Итоговая антиномия. Казалось бы, разбираясь в предпосылках строгой филологии и чистой философии, мы приходим к классическому противопоставлению позитивизма и феноменологизма. Однако это вовсе не чистая оппозиция. Так у Гаспарова позиция классического позитивизма обогащена структурализмом и восполнена огромной эрудицией, обострившей исследовательскую интуицию. У Подороги феноменологический антипозитивизм обогащен многими элементами разных философий. Философы подчас упрекают филологов в сокрытии своих истоков, а сами не любят говорить о том, откуда они родом, что создает для непросвещенного читателя дополнительные трудности. А в их концепциях отчетливо различимы элементы ницшеанства (философ-художник), фундаментальной и прикладной феноменологии (элементы учения о редукции, субъект-объектная корреляция, правда с установкой не на активную интенциональность, а на пассивную аффицированность), поздней французской феноменологии (Мерло-Понти и проблема тела и восприятия), Валери (философия как литература), Фуко (власть-знание), Делеза (планы имманенции, картография, силы и интенсивности, элементы витализма - произведение как организм, у которого есть свое время жизни) и проч. Но в целом это, наверное, не столько феноменологизм (звучит слишком логично), сколько феноменоведение [12] .

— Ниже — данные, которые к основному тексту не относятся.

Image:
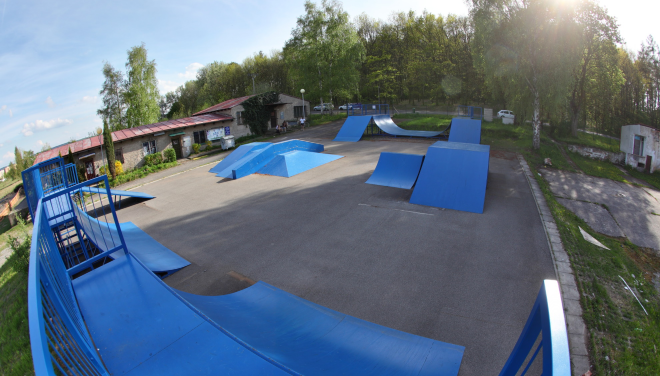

Спасение философии - дело рук филологии.
Итак, в дискуссии филологов и философов философы более всего интересовались "шифровкой чувственных дефицитов" в (литературных) текстах и обогащением опыта читателя, способного испытать новые ощущения. Я вижу главную задачу иначе: это не "шифровка чувственных дефицитов", а формулировка концептуальных дефицитов. И дело не в том, что чувственных дефицитов в культуре нет или что работа с ними не важна. Дело в акцентах, предпочтениях, основных направлениях работы. Именно концептуальные дефициты сейчас больное место повсюду - в философии, в педагогике, во всех областях гуманитарного познания, вообще в социальной жизни.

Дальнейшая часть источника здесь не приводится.